A review of the Facility Personnel Report Summary on 04/05/2023 indicates all facility staff or other individuals who require caregiver background checks have received criminal record and child abuse index clearances or exemptions.

LPA returned to facility to provide Type B citation for lead exceedance that was not given during initial visit on 12/14/2022. LPA also collected signatures for annual visit report.

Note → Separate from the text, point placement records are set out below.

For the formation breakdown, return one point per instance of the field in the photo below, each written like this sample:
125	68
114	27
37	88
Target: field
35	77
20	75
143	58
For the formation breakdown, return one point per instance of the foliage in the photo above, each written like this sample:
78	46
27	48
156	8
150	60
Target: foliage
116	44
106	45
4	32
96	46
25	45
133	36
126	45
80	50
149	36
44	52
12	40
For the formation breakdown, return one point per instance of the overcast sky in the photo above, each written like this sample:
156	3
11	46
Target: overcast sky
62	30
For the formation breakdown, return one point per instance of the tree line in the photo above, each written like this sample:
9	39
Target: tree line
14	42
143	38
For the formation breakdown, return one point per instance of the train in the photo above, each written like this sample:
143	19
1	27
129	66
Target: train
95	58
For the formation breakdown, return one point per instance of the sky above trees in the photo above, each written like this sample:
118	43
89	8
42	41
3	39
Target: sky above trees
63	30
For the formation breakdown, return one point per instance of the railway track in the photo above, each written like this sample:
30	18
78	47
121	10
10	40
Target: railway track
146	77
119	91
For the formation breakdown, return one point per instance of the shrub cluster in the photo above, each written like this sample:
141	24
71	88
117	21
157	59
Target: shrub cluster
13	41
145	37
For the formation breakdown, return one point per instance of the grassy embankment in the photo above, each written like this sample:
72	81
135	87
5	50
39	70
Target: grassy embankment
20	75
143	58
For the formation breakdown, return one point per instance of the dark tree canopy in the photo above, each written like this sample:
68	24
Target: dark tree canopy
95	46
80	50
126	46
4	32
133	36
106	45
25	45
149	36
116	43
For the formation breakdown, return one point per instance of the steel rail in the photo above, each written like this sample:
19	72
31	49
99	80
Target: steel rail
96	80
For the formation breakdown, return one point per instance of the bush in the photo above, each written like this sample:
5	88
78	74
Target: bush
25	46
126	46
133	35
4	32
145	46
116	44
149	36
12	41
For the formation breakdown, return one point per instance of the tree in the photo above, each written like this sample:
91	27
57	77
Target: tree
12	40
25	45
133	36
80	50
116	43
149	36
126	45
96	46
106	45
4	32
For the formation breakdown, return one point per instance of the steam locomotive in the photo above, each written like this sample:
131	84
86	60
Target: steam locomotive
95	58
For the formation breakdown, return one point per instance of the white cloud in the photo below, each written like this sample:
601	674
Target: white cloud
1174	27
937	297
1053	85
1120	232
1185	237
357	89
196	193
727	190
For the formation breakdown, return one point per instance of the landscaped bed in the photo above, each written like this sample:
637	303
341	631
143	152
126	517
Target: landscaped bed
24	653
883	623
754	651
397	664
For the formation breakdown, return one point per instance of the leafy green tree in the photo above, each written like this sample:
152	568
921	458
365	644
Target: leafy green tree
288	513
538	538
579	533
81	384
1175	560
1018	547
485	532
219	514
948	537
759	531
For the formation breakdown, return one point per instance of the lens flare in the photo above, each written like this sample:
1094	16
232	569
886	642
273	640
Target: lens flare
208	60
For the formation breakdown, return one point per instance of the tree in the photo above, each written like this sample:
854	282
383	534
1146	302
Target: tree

During today's visit, Director provided updated lead results dated 02/21/2023 that are passing. LPA issued plan of correction clearance on this date.

Exit interview was conducted with Director Alison Bartells. The Notice of Site Visit was posted. Director was advised the Notice of Site Visit must be posted for 30 days or $100 Civil Penalty will be assessed. The director was provided a copy of their appeal rights (LIC 9058) and their signature on this form acknowledges receipt of these rights.
(End of Report)
SUPERVISORS NAME: Rina Lopez
LICENSING EVALUATOR NAME: Romelia M Castanon
LICENSING EVALUATOR SIGNATURE: DATE: 04/05/2023
I acknowledge receipt of this form and understand my licensing appeal rights as explained and received.
FACILITY REPRESENTATIVE SIGNATURE: DATE: 04/05/2023
This report must be available at Child Care and Group Home facilities for public review for 3 years.